1996.15it starts making senseALFAM7::GOSEJACOBTue Apr 29 1997 10:5130
    re .13 .14
    Ah, now you are talking:
    >	...
    >"rz35"     6.29 MB/sec
    >"rz36"     6.33 MB/sec
    >"rza41"    1.88 MB/sec
    >"rza42"    2.66 MB/sec
    >"rza43"    2.72 MB/sec
    >	...
    >"drd1" striped pair (rrza50c & rrza49c) is mirrored across SCSI buses
    >using LSM mirroring to (rrza42c & rrz41c)
    
    From reading between the lines I assume that you are using LSM to
    stripe over the pairs rrza50c/rrza49c and rrza42c/rrz41c too. Your
    performance numbers show that you are talking to disks behind the HSZ
    which are about 2.5 times slower than the directly connected disks. BTW
    a factor of 2.5 still seems a bit high. Are you sure the disks behind
    the HSZ's are the same type as the local ones (which from the read
    performance look like RZ29's)?
    
    Now add a couple of layers of software (LSM, drd) on top of that and
    there you are with a simple explanation of why reads from your drd
    device are 300% slower than reads from a local disk.
    
    But if you can blame anything for that performance hit than it's the I/O
    subsystem (HSZ and stuff) NOT the drd implementation. What I still
    don't understand are your AdvFs numbers.
    
    	Martin
    
1996.16still perplexedGUIDUK::SOMERTurgan Somer - SEO06 - DTN 548-6439Tue Apr 29 1997 14:0722
    
    Martin,
    
    All of our disks are RZ29's.
    
    rz33,rz34,rz35,rz36 are non-shared local disks attached to a KZPSA in
    each 8200.
    
    The rest, rz41....rz50 are behind the HSZ50's.

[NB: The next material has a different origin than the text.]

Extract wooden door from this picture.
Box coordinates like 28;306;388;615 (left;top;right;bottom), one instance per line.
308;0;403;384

As I pointed out above
    rz41-42 is a striped pair mirrored thru LSM to rz49-50 striped-pair on
    the other HSZ.
    
    What perplexes me is why rz33-36 shows 6.29 MB/sec number, whereas
    the ones behind the HSZ's show ~2MB/sec. 
    
    When you go directly to the /dev/rzxxx don't you bypass all of the LSM
    and DRD layers? That is if I "dd" to, say, /dev/rrza41 I go:
    
    KZPSA-->HSZ-->disk and none of the LSM and DRD layers are involved?
    WHy are we seeing a 1/3 drop in performance compared to local disks?